Insomma, niente faceva pensare che il figlio volesse seguire le orme del padre fino a che, una mattina, Filippo capisce che, dopo due anni di vita londinese, vuole tornare a Roma e fare proprio l’attore. «Mi ero anche iscritto all’università, ma capisco presto che volevo tentare la strada della recitazione». E qui viene il bello. Come monologo per il provino, inizialmente il giovane Tirabassi aveva pensato a una scena di Will Hunting, Genio ribelle. «Era un’idea assurda. Volevo fare un vecchio sessantenne, il personaggio interpretato nel film da Robin Williams». «A quel punto sono intervenuto e gli ho consigliato di dare un’occhiata a un film di Elio Petri, La proprietà non è un furto». «Alla fine ho portato il monologo che faceva Proietti, È morto un ladro, dove si fa l’elogio funebre dell’amico appena morto di fronte a tutti gli altri ladri piangenti».

L’ISPIRAZIONE
In questa storia, Gigi Proietti è una figura importante. A sua insaputa, ha sorvegliato come un fantasma buono e vite artistiche di padre e figlio. «Sarà un caso che oggi mi trovo a fare Gaetanaccio?», si chiede Giorgio. E già, può essere un caso che, a distanza di 40 anni dal celebre spettacolo di Luigi Magni, Tirabassi si trovi a ereditare il ruolo che fu di Gigi Proietti? Lo spettacolo, che debutterà il 19 febbraio al Teatro Eliseo di Roma, porta la firma registica di Giancarlo Fares. «Nel 1978 io avevo 20 anni e vidi lo spettacolo con Proietti. Ne rimasi folgorato, e niente allora lasciava pensare che solo dopo tre anni sarei andato a recitare nella compagnia di Gigi. E oggi mi trovo a fare questo personaggio magnifico di burattinaio costretto alla fame a causa di un divieto del Vaticano. L’unica cosa che un po’ mi preoccupa è la forza fisica che ci vuole.

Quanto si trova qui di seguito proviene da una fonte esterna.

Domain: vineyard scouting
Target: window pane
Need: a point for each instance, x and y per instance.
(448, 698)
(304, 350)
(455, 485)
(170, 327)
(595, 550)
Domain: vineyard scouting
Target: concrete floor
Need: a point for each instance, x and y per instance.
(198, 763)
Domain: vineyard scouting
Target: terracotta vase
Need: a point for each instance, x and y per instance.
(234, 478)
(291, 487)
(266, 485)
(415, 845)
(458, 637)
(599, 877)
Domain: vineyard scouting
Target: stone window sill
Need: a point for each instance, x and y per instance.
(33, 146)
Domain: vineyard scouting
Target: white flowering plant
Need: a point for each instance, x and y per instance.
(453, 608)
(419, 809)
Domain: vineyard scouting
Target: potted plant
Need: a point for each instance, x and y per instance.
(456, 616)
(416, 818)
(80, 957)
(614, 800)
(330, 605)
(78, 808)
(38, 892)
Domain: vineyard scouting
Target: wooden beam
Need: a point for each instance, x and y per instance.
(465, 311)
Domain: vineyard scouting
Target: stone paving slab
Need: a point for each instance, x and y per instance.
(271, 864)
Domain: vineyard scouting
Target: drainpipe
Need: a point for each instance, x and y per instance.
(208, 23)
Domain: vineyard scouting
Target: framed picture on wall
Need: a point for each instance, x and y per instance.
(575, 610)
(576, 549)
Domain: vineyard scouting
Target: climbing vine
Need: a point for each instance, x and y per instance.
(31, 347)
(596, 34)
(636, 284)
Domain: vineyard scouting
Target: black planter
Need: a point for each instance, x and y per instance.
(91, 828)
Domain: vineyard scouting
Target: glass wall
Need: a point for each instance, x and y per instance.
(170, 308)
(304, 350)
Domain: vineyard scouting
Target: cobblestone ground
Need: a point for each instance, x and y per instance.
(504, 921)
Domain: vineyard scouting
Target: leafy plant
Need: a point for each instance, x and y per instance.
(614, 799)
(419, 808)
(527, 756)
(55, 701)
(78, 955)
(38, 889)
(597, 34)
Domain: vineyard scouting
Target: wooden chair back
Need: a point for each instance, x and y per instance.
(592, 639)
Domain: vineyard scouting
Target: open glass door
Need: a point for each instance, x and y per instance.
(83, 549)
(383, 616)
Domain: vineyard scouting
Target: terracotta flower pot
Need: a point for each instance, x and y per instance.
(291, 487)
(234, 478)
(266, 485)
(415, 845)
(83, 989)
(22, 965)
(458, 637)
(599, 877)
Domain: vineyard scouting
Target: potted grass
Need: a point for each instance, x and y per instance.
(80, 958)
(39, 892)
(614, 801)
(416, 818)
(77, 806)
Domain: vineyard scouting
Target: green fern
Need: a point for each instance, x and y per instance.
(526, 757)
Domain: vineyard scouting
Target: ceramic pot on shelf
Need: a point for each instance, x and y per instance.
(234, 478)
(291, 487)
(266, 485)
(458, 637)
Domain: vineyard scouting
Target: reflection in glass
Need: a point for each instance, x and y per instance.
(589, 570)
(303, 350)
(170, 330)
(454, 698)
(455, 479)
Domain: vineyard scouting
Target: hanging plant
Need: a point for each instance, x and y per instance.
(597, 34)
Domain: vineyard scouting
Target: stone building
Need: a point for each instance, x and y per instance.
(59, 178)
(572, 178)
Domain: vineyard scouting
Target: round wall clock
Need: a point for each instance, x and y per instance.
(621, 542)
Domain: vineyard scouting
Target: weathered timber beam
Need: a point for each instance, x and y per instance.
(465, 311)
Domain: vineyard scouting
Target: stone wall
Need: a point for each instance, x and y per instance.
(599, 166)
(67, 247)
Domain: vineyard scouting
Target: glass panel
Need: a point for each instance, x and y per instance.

Quando ha fatto Gaetanaccio, Gigi non aveva neanche 40 anni ed era un leone, io mi trovo a farlo a quasi 60», riflette Giorgio. «E poi è un’altra magnifica coincidenza che la mia partner scenica sia Carlotta Proietti, la figlia di Gigi. Quando l’ho vista la prima volta, stava imparando a camminare».

SEPARATI
L’unico rammarico, in tutta questa storia, è che Filippo non reciti accanto al padre. «Ci abbiamo un po’ sperato, ma le esigenze di produzione erano altre». «Però forse è giusto che sia andata così, anche se prima o poi vorrei avere l’opportunità di recitare con lui», commenta il figlio, che abbiamo visto sul grande schermo per la prima volta in una piccola parte del film di Muccino, L’estate addosso. «Contemporaneamente, fui chiamato per fare una puntata di Don Matteo. Un periodo veramente felice». Dopo pochi mesi, sempre nel 2016, arriva il suo primo ruolo da protagonista, nel film di Laura Morante, Assolo, dove è il fidanzato di Eugenia Costantini. «Da Laura Morante ho imparato tanto, per esempio come usare le mani. Lei è veramente brava nella direzione d’attore», commenta Filippo Tirabassi.

ALLO STADIO
«Io non l’ho mai spinto a fare questo mestiere, che è molto duro, che qualche volta ti aliena», dice Giorgio. «Papà non è stato un padre assente, però il lavoro qualche volta l’ha portato via. Mi ricordo quando mi promise di andare tutte e due in campeggio e poi alla fine fu chiamato per una puntata della prima serie di Distretto di Polizia, non partimmo più e mi piantò una tenda nella nostra casa di campagna. Ci rimasi proprio male», ricorda il ragazzo, che dal padre ha assimilato una lezione: «Via l’ego. In questo mestiere, l’autocompiacimento è il vero nemico». E per dimostrare che per loro lo spettacolo non è l’unica cosa che li unisce, tirano fuori a fine conversazione il vero unico, intramontabile amore: la Roma. «All’inizio lo portavo in tribuna ma vedevo che lui guardava ipnotizzato la Curva» spiega divertito il padre. Il figlio si apre nel suo più ampio sorriso: «È da tredici anni che vado in curva, niente mi fa più felice».